Равенна сидела за шитьем и слышала, как за дверью её комнаты беспокойно бегали служанки. В замке со дня на день ждали прибытия нового герцога. Герцогиня не принимала участия в приготовлениях, предоставив это временно вызванному из деревни Олмеру. Его не пришлось уговаривать, хотя девушка была к этому готова. Как только изрядно постаревший бывший советник Фридриха увидел королевскую дочь на пороге своего дома, бледную и вновь одетую в черное, он сразу всё понял. Олмер быстро собрал всё самое необходимое, переговорил с женой, простился с её матерью и своими детьми и отправился с Равенной в замок. По дороге та без слез рассказала ему о вестях, пришедших от её брата, ныне молодого короля, и попросила о помощи в устройстве гостей и во всём, что связано с грядущей свадьбой. Олмер пообещал, что ей не нужно ни о чем беспокоиться, и она поверила ему. Равенне было всё равно, какие комнаты отведут гостям, что за платье ей сошьют и что подадут в качестве главного блюда на свадебном пиру. Олмер, которого не успели забыть в замке герцога Вестфалии, взял всё в свои руки, и слуги быстро привыкли к его строгому тону, так сильно отличавшемуся от ласкового голоса Равенны.

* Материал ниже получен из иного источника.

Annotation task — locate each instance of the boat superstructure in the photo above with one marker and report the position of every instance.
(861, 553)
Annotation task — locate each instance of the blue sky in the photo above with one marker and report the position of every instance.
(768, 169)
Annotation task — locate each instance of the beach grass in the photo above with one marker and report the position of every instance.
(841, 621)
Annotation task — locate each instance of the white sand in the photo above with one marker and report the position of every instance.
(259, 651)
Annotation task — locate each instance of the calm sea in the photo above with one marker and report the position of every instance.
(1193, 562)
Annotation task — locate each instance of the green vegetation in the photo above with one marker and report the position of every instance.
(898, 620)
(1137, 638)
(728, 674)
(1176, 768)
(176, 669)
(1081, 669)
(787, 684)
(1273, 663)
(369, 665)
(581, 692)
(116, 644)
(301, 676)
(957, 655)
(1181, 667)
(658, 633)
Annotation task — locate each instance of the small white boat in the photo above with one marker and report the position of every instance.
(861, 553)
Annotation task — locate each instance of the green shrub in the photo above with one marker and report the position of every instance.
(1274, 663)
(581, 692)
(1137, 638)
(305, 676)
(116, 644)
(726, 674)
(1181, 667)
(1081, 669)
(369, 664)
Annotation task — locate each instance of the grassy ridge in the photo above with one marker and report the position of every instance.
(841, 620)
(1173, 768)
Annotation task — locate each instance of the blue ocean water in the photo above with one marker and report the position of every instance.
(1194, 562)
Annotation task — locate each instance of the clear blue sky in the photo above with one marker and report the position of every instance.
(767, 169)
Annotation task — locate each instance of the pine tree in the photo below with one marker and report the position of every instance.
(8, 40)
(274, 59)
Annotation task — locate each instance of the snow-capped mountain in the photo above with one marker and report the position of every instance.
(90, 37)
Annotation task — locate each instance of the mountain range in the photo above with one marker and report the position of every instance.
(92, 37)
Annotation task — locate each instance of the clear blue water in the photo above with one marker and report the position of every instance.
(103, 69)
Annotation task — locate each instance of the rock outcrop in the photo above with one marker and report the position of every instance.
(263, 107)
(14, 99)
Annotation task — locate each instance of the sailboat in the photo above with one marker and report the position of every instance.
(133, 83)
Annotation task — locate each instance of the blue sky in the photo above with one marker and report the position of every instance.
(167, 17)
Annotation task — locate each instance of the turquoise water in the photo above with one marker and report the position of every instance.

Девушка же почти не выходила из своих покоев, проводя время в молитве или за рукоделием, мало ела и плохо спала. Письмо брата, которое ей зачитал архиепископ, приковывало её взгляд, в каком бы углу комнаты она не находилась. Она так часто смотрела на него, что, казалось, уже могла прочитать его самостоятельно. Девушка изнывала от чувства вины, которое испытывала по отношению к своему отцу. Она молилась о нем, но ждала совсем другого человека, и это ожидание причиняло ей настоящую боль. Равенна боялась признать это. С момента получения письма герцогиня Вестфалии успела подумать о многом, и ей так хотелось поговорить со своим женихом (она вздрогнула, произнеся про себя это слово), ведь ей нужно было убедиться в правдивости своих мыслей. Он любит её? Ей всегда хотелось любви, как в сказках, рассказанных няней на ночь. Она думала, что её полюбил молодой язычник, которому она помогла сбежать, что её сказка свершится с ним. Но она ошиблась: он не вернулся за ней.
Муж, её злой и глупый муж, не считал её достойной женщиной – за несколько лет брака она не родила ему наследника. Равенна же считала себя слишком достойной женщиной и не хотела иметь от него детей. Она ждала, ждала, даже почти потеряв надежду. Неужели она дождалась?
Равенна отбросила от себя шитьё и одёрнула длинные рукава чёрного платья. «Когда это случилось? , – в который раз подумала девушка, снимая с головы платок и распуская зачем-то убранные с утра светлые волосы, ставшие чуть более рыжими, – Я спрошу у него, конечно, но почему я не могу ответить на этот вопрос сама? Неужели тогда, у часовни апостола Петра? Или… или еще раньше, в день моей свадьбы, первой свадьбы. А вдруг мой рок настиг меня, когда он вышел из клетки, оставив там своего брата?», – Равенна закрыла лицо руками. Мысли, бегавшие по кругу одна за другой, сводили её с ума. Вместо того, чтобы горевать об отце, она снова и снова пыталась понять, когда это случилось.